It did shake her up a bit. It happens every day, in this mad quest to get to where we want to go. But why? Why do some drivers get so uptight behind the wheel, and assault others with their menacing attacks? I knew someone else who had to stop and was punched in the face breaking his glasses! It’s complete madness. They are in no mood for road manners.

Hugh Mackay is an Australian social researcher, and he’s looked into road rage—unchecked anger and aggression. And he has a name for it: ‘the last-straw syndrome’. I was quite intrigued when I saw this phrase. It means a little issue that affects the whole of life at one point in time. People living and functioning under so much pressure, that the smallest and insignificant action, like a motorist driving too slow, can trigger a violent and potentially dangerous response. This may also explain some of the domestic violence that goes on in our community.

It’s about the speed and pressure of life.
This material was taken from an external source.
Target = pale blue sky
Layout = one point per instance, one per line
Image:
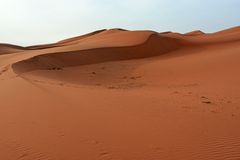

You can see it everywhere—and it has a bad effect on some people. The ‘last-straw syndrome’, as Hugh Mackay calls it, could be due to the pressure of time, conflict in the family or at work, or just a sense of sheer desperation in a difficult situation being faced. It seems the harder we work, the more pressured is our time, and the shorter our fuse. People who are feeling the pressures of life will feel stressed. Someone said, “I feel just like an aerosol can: Contents Under Pressure.

The good and bad types of stress

People who live in the fast lane and live on adrenaline which keeps them going are also prone to stress. One of the most stressful experiences in life is being born! In a medical text book, it read, “The first minutes of life are among the most dangerous and stressful moments in life.” A witty medical student wrote in the margin: “The last few can be quite dodgy too!”

The process of birth sends a baby’s adrenaline levels soaring to a pitch not even experienced in a serious heart attack. This chemical reaction has several great results:

  • it improves the baby’s lung function
  • it increases blood flow to brain and heart
  • it stimulates the production of glucose to feed the brain and glycogen to feed the body
  • it increases alertness so that the new baby can instantly react to its mother’s embrace and begin the process of response to the love and security on offer there.

So stress can be good for you. But it can kill you. It’s all about managing it. Stress is not ‘out there’ so much as ‘in here’—life is full of pressures; how we relate to them is what determines whether we thrive or go under.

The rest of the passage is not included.